La qualité du produit pourrait enfin être garantie. De fait, les millions de Français qui consomment actuellement du cannabis n'ont aucune visibilité sur son origine ou sa qualité. Le marché noir n'offre aucune transparence, si bien que peuvent y être écoulés des produits frelatés nocifs pour la santé et que, ces dernières années, la concurrence sauvage et non réglementée a conduit à une explosion du taux de tétrahydrocannabinol (THC). La transparence, caractéristique de la vente légale du cannabis, sera un atout de taille pour enfin réussir à assécher le marché noir, qui ne parviendrait plus à s'aligner. La quantité proposée, c'est-à-dire l'approvisionnement en amont, la légalisation et le prix fixé seront des éléments déterminants dans la lutte contre le trafic.

Enfin, la légalisation contrôlée du cannabis offrirait d'importantes retombées économiques au secteur agricole. Les agriculteurs français, dont le savoir-faire est sans pareil, y trouveront assurément l'opportunité économique d'une diversification qui leur bénéficiera en tout premier lieu, ainsi qu'aux territoires français. Qui plus est, la création d'un secteur du cannabis favoriserait d'importants développements économiques et industriels. Outre l'économie considérable réalisée par la fin de la politique de prohibition, qui coûte 560 millions d'euros par an, la légalisation aurait pour effet, selon les travaux d'économistes, de créer près de 2 milliards de recettes pour les finances publiques ainsi que des dizaines de milliers d'emplois dans l'agriculture, l'industrie et le commerce. La politique de répression actuelle prive ainsi notre pays d'importantes recettes fiscales, de débouchés économiques et d'emplois. Ces ressources considérables permettraient de financer enfin une politique de prévention des usages excessifs du cannabis qui soit, cette fois, réellement à la hauteur des enjeux, tout en favorisant une reconquête des territoires perdus de la République ; nous aurions enfin les moyens de nos ambitions.

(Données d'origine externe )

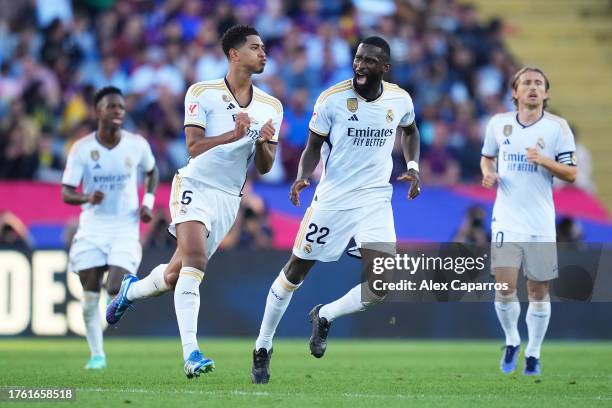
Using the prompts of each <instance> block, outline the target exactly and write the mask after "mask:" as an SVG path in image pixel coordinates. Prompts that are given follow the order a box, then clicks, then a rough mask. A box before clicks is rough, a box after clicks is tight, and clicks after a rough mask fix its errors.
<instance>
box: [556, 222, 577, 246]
mask: <svg viewBox="0 0 612 408" xmlns="http://www.w3.org/2000/svg"><path fill="white" fill-rule="evenodd" d="M582 240H583V236H582V228H581V227H580V224H579V223H577V222H576V221H575V220H574V219H573V218H571V217H562V218H561V219H559V221H558V222H557V242H569V243H576V242H582Z"/></svg>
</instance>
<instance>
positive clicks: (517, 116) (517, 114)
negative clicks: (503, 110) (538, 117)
mask: <svg viewBox="0 0 612 408" xmlns="http://www.w3.org/2000/svg"><path fill="white" fill-rule="evenodd" d="M543 117H544V111H542V115H540V117H539V118H538V120H536V121H535V122H533V123H532V124H531V125H523V124H522V123H521V121H520V120H519V119H518V112H516V115H514V119H515V120H516V123H518V124H519V126H520V127H521V128H523V129H526V128H528V127H531V126H533V125H535V124H536V123H538V122H539V121H540V120H542V118H543Z"/></svg>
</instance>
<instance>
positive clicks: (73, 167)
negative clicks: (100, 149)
mask: <svg viewBox="0 0 612 408" xmlns="http://www.w3.org/2000/svg"><path fill="white" fill-rule="evenodd" d="M79 146H80V143H79V142H77V143H75V144H74V145H73V146H72V148H71V149H70V153H68V160H66V169H64V175H63V176H62V184H64V185H67V186H71V187H78V186H79V184H81V180H82V179H83V172H84V171H85V163H83V159H82V158H81V154H80V150H79Z"/></svg>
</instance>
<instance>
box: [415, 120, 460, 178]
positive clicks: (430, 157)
mask: <svg viewBox="0 0 612 408" xmlns="http://www.w3.org/2000/svg"><path fill="white" fill-rule="evenodd" d="M434 134H435V135H434V140H433V143H432V145H431V146H430V147H429V149H427V150H426V151H425V153H424V154H423V157H422V159H421V180H422V181H423V182H424V183H426V184H431V185H435V186H452V185H455V184H457V182H458V181H459V164H458V163H457V161H456V160H455V159H454V158H453V156H452V154H451V150H450V148H449V147H448V125H446V124H445V123H443V122H437V123H436V124H435V125H434Z"/></svg>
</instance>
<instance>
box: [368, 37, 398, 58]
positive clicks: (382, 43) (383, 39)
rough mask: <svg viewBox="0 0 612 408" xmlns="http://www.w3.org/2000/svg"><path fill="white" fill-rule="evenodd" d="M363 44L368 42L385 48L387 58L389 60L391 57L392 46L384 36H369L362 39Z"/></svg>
mask: <svg viewBox="0 0 612 408" xmlns="http://www.w3.org/2000/svg"><path fill="white" fill-rule="evenodd" d="M361 44H368V45H373V46H375V47H378V48H380V49H381V50H383V54H384V56H385V57H386V58H387V61H389V60H390V59H391V47H389V43H388V42H387V41H385V39H384V38H382V37H378V36H372V37H368V38H366V39H365V40H363V41H361Z"/></svg>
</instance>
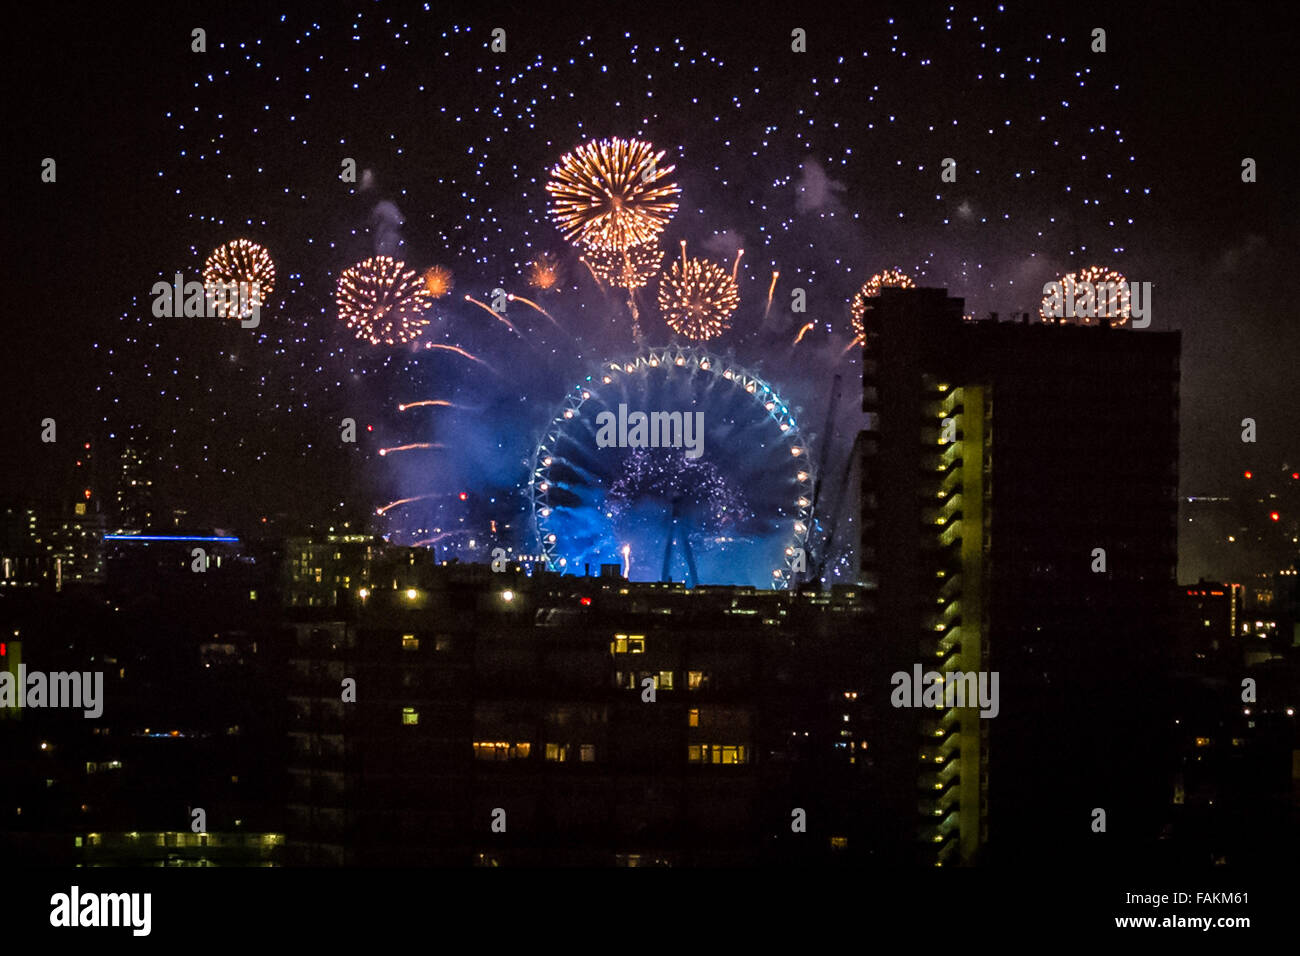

Cette proposition de loi a pour vocation de faire avancer le débat sur la légalisation du cannabis, d'apporter une pierre à l'édifice de cette grande avancée économique et sociale. Nous devons, tous ensemble, faire évoluer la législation actuelle, qui est hypocrite, à rebours de l'évolution des pratiques et des mœurs, sur le plan international et surtout en France.

J'ai souhaité compléter le dispositif proposé en déposant des amendements visant à : faire de la société d'exploitation du cannabis un établissement public à caractère industriel et commercial, puisque son objet est assimilable à celui d'une entreprise privée ; préciser que le cannabidiol (CBD) ne relève pas de la réglementation prévue par la présente proposition de loi ; clarifier les conditions dans lesquelles la fabrication et la transformation du cannabis s'organisent ; permettre la production de cannabis à domicile sous certaines conditions ; centraliser les dispositions d'ordre fiscal pour les affilier au code général des impôts.

En conclusion, si la légalisation contrôlée de la production, de la consommation et de la vente de cannabis à des fins récréatives ne permettra pas de faire face à tous les enjeux, elle apparaît comme la solution la plus à même de nous permettre de relever les défis sanitaires, sociétaux et sécuritaires et elle est une manne économique. La question qui se pose est celle du modèle dont elle s'inspirera et de la date à laquelle elle adviendra, car elle adviendra. Le plus tôt sera le mieux !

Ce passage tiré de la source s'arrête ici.